Um dos livros que eu estou a ler agora é:” Max Perkins. Um Editor de Génios.” Este livro foi adaptado para o cinema em 2016. Esse filme, no entanto, passou um pouco ao lado da crítica, apesar de estar recheado de estrelas como Colin Firth, Jude Law e Nicole Kidman; entre outros. Como acontece com muita frequência com este tipo de trabalho independente, eu vi primeiro o filme e só depois de vasta pesquisa é que consegui adquirir o livro.

O livro fala de Max Perkins, da Charles Scribner's Sons, que foi considerado um dos maiores editores da sua geração. Perkins tinha o dom de descobrir talentos fantásticos e de conseguir trabalhar profundamente nos manuscritos dos seus autores, transformando o que seria uma boa obra numa obra excelente. Perkins trabalhou com nomes como: Ernest Hemingway, F. Scott Fitzgerald ou Thomas Wolfe. Numa passagem lá para o meio do livro, é dito que a crítica literária de então achava Wolfe verborrágico.

O que para mim é uma questão interessante: o que é ser verborrágico? Será algo bom ou mau num autor? Thomas Wolfe escrevia cerca de 5 000 palavras por dia. O nosso Lobo Antunes diz que passa 12 horas por dia a escrever, o que, numa estimativa por alto, dá cerca de 12 000 palavras por dia. Brandon Sanderson diz que o seu recorde é de 18 000 palavras num só dia.

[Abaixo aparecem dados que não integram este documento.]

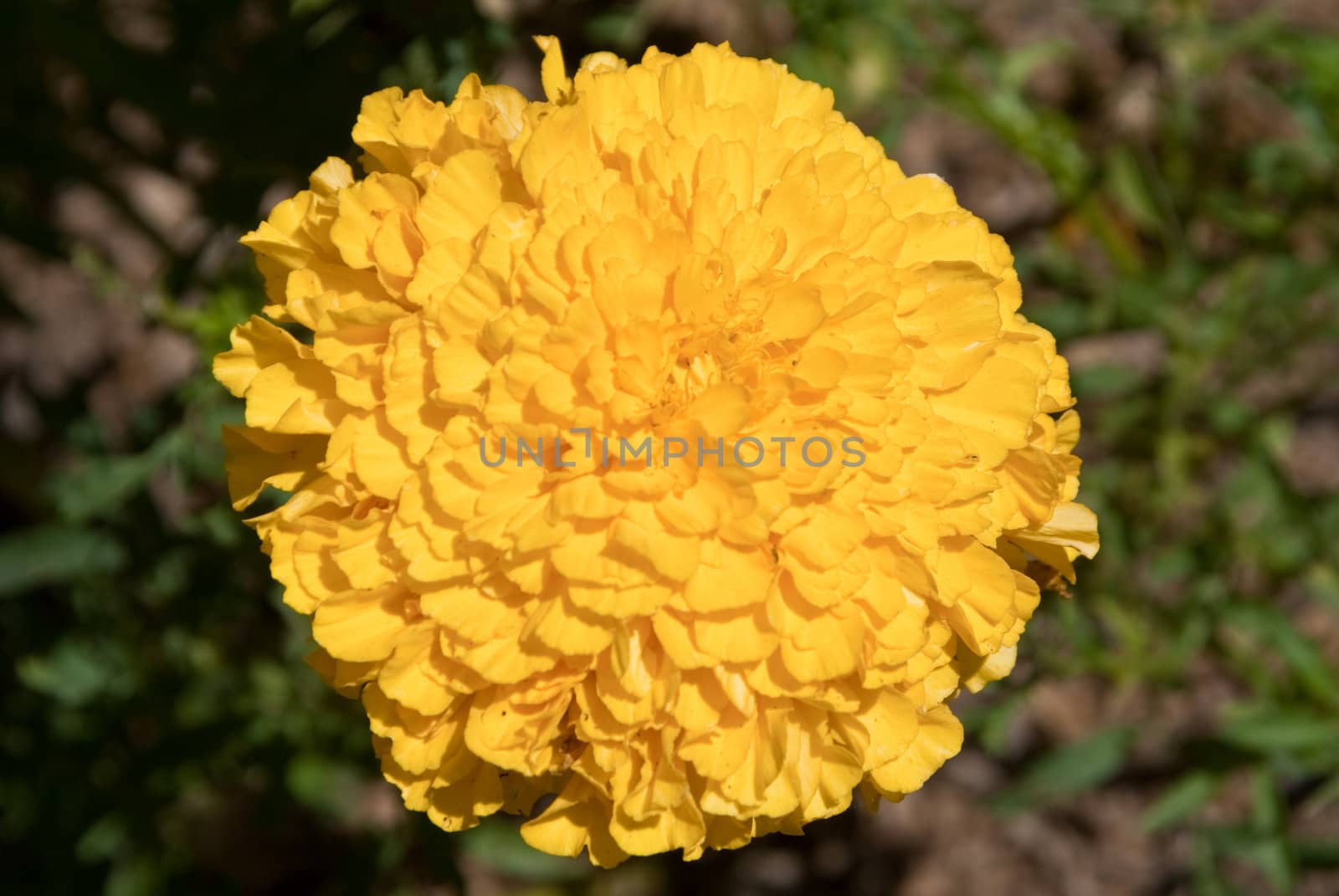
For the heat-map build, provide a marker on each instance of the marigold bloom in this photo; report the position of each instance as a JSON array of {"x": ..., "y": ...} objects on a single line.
[{"x": 674, "y": 657}]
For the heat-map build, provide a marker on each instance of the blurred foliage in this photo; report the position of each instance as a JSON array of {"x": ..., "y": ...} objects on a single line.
[{"x": 161, "y": 731}]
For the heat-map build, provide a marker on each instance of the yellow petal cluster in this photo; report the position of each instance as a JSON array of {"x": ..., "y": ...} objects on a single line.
[{"x": 646, "y": 658}]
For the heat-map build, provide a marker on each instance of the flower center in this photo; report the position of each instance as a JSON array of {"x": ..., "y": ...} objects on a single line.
[{"x": 689, "y": 376}]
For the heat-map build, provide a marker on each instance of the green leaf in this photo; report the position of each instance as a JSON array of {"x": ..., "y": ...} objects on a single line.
[
  {"x": 54, "y": 555},
  {"x": 78, "y": 671},
  {"x": 1070, "y": 769},
  {"x": 1270, "y": 730},
  {"x": 1178, "y": 801}
]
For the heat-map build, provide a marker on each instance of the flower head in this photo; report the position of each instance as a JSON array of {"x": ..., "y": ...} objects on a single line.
[{"x": 689, "y": 653}]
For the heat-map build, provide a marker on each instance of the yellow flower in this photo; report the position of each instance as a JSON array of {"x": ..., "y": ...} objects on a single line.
[{"x": 710, "y": 648}]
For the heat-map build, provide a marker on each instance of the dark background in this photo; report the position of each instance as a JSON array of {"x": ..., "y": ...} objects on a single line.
[{"x": 1167, "y": 174}]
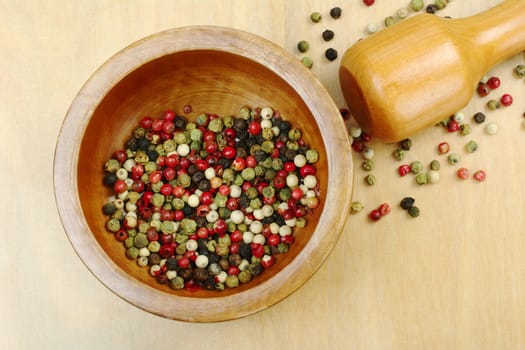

Por outro lado, temos José Saramago, que dizia escrever duas páginas por dia. O que se contabiliza entre 500 e 1 000 palavras por dia. James Joyce considerava um bom dia quando escrevia 10 palavras na ordem certa.

Ser verborrágico é um defeito ou uma qualidade? A mim parece-me que depende. Depende do efeito que a literatura consegue ter no leitor. Se move o leitor intelectualmente ou emocionalmente, significa que o autor cumpriu a sua função, independentemente do tamanho do trabalho.

Temos exemplos de livros grandes e livros pequenos. Livros que independentemente da quantidade de páginas que tem são maiores que o seu tamanho. Livros grandes como: “Em Busca do Tempo Perdido.”, de Marcel Proust. E livros pequenos, como: “Pedro Páramo.”, de Rulfo. Até mesmo o “Morreste-me”, de José Luís Peixoto, que em tamanho é pequeniníssimo, mas em conteúdo literário é um gigante.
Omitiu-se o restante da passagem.